At a time when Covid-19 is relatively discreet, another disease is challenging public health officials this month of April. The World Health Organization (WHO) announced on Friday that it would launch research into hepatitis of unknown origin, mostly found in young Britons.
Who are the victims?
This hepatitis, never identified in the past, mainly affects children under 10 years of age. Nothing new so far. “Hepatitis in children can happen, it’s not uncommon, but it’s always more annoying to see children affected by an epidemic,” comments Professor Yazdan Yazdanpanah, specialist in infectious pathology, who recalls that a large proportion of the cases detected were acutely susceptible to hepatitis. Some cases required transfer to a specialized liver disease unit. Still others – six so far – have had to undergo a transplant.
How many cases have been reported?
Overall, the UK has reported 74 cases of acute hepatitis to the World Health Organization, according to a latest census released on Friday. “Of the confirmed cases, 49 are in England, 13 in Scotland and the others in Wales and Northern Ireland,” explains the UK Health Security Agency. Five confirmed or possible cases have also been reported in Ireland and three in Spain, according to the WHO, which expects new reports in the coming days. No deaths were recorded.
No case has been detected in France either, but Yazdan Yazdanpanah does not rule it out. “As long as it affects several geographical areas, several countries, it is possible,” estimates the scientist, “alert” to the occurrence of this disease.
What are the symptoms ?
The disease in question is manifested by symptoms noted in many forms of hepatitis. The UK Health Safety Agency (UKHSA) lists the most important ones: “dark urine, light gray stools, itchy skin, yellowing of the eyes and skin, muscle and joint pain, high temperature, abnormal tiredness, loss of appetite and abdominal pain”.

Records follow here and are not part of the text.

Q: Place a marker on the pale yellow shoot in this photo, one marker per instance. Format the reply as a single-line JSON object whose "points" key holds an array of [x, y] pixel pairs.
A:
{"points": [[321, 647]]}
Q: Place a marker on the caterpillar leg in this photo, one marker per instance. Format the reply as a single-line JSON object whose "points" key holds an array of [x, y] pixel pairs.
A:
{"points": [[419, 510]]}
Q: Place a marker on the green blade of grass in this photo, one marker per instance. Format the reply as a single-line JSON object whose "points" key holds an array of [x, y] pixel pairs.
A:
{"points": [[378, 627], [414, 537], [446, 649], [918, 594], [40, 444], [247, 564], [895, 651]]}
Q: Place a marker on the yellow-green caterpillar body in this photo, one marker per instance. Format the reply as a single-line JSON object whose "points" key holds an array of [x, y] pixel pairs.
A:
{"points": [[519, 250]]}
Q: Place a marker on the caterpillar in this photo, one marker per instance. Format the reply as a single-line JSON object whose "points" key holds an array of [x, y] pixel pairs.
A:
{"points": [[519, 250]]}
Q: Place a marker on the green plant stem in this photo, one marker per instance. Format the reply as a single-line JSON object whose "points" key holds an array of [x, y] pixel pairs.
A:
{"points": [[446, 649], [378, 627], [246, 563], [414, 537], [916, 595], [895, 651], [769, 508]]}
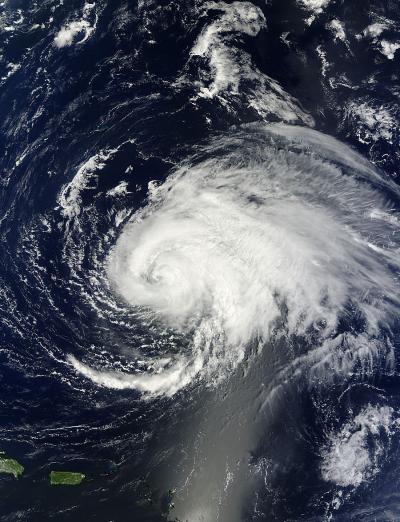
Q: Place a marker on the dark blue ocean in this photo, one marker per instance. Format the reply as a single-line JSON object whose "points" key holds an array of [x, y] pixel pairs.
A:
{"points": [[200, 259]]}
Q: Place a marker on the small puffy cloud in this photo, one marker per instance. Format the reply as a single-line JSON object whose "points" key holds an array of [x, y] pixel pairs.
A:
{"points": [[68, 33]]}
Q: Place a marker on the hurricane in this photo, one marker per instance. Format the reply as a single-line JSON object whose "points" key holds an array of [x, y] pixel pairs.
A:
{"points": [[200, 261], [266, 231]]}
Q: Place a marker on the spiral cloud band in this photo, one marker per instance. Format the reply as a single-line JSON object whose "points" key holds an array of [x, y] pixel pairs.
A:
{"points": [[266, 230]]}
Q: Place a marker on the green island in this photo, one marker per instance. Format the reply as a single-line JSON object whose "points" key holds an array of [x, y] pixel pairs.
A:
{"points": [[65, 478], [10, 466]]}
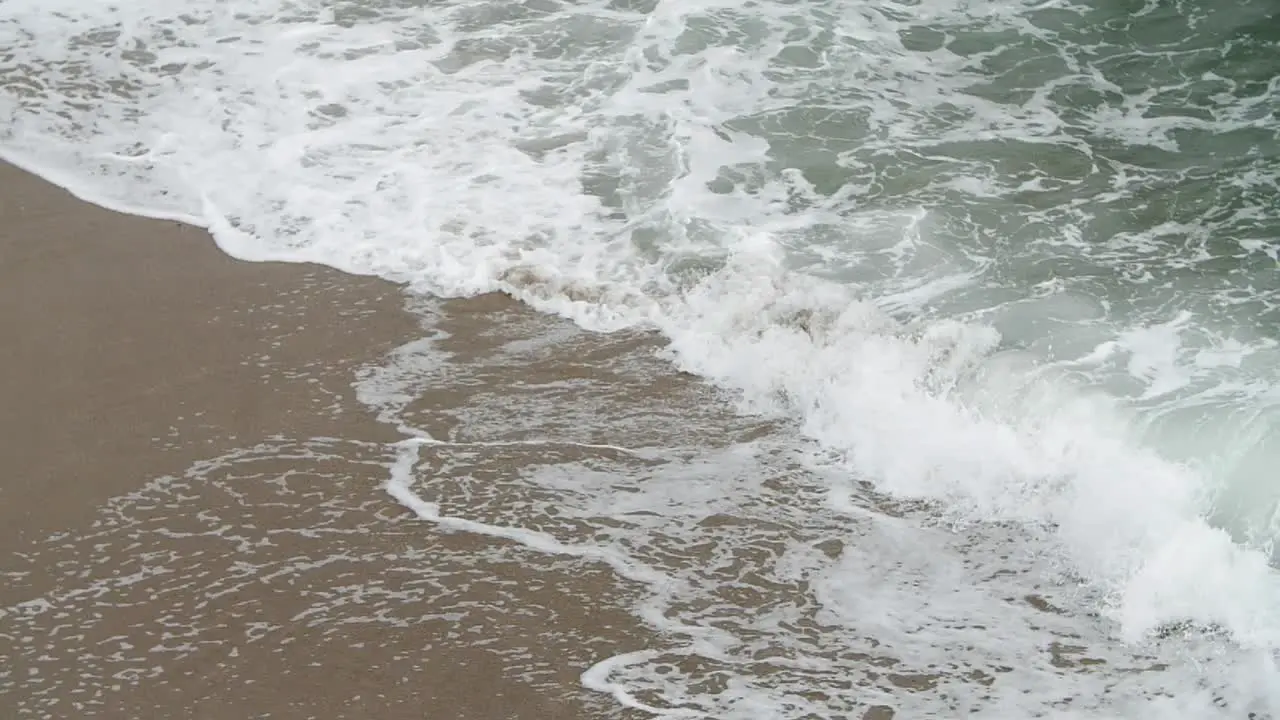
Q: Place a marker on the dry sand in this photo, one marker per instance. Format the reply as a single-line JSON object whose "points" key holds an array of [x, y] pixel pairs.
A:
{"points": [[191, 522]]}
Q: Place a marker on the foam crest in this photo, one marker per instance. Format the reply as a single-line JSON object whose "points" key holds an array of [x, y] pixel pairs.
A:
{"points": [[941, 242]]}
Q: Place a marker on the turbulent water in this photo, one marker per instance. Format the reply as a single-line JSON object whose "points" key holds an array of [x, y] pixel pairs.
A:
{"points": [[1015, 263]]}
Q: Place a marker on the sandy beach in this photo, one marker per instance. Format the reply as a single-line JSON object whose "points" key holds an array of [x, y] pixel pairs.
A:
{"points": [[191, 516]]}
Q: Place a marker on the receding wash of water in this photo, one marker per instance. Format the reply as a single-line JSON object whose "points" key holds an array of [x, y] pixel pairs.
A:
{"points": [[1010, 263]]}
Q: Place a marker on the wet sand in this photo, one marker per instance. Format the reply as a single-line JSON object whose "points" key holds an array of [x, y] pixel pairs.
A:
{"points": [[192, 522]]}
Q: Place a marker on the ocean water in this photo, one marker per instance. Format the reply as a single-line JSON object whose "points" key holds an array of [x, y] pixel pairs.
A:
{"points": [[1010, 265]]}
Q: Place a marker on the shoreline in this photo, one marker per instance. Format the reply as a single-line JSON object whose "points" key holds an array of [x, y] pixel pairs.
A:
{"points": [[193, 486]]}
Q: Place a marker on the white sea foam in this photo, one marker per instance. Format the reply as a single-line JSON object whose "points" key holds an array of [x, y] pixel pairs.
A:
{"points": [[816, 205]]}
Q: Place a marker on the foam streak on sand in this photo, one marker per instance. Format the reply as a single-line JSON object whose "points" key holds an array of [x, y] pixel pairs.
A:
{"points": [[1010, 261]]}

Why are we talking about hepatitis?
Hepatitis is literally an inflammation of the liver. “It’s caused by inflammation of the liver enzymes, meaning cells in the liver are killed and markers go up, and this is usually followed by jaundice, more commonly known as jaundice,” explains Professor Yazdan Yazdanpanah. In this particular case, it is a case of hepatitis in the sense that the liver is the main organ affected, but no known viral hepatitis (A to E) was detected in the affected children.
What could be causing this new disease?
Multiple possibilities are being explored, as hepatitis “can be transmitted virally, through drugs, or even through food,” explains Yazdan Yazdanpanah. The WHO emphasized on Friday that Covid-19, or an adenovirus that has been on the rise in the UK in recent weeks, has been detected “in several cases”. However, their role is “not yet clear,” the organization continues. “Is it a coincidence that the affected children are carriers of Covid-19? It’s quite possible, believes Yazdan Yazdanpanah. Studies need to clarify that. “Other non-infectious factors are also being looked at, such as the trace of a food cause. The only certainty is that the link to the Covid vaccine has been ruled out as it has not been administered to any of the confirmed cases in the UK.
What to do to protect yourself against it?
“You have to stick to the usual basic rules, wash your hands,” recommends Yazdan Yazdanpanah. These measures “help reduce many of the infections we are investigating,” said Meera Chand of the British Health Security Agency. It also urges parents to be alert for the appearance of possible signs in their children and to contact a doctor if necessary. To date, “no other epidemiological risk factor has been identified, particularly recent international travel,” assures the WHO, which is “closely monitoring the situation” and recommending no restrictions on travel with the UK and other countries where cases have been identified.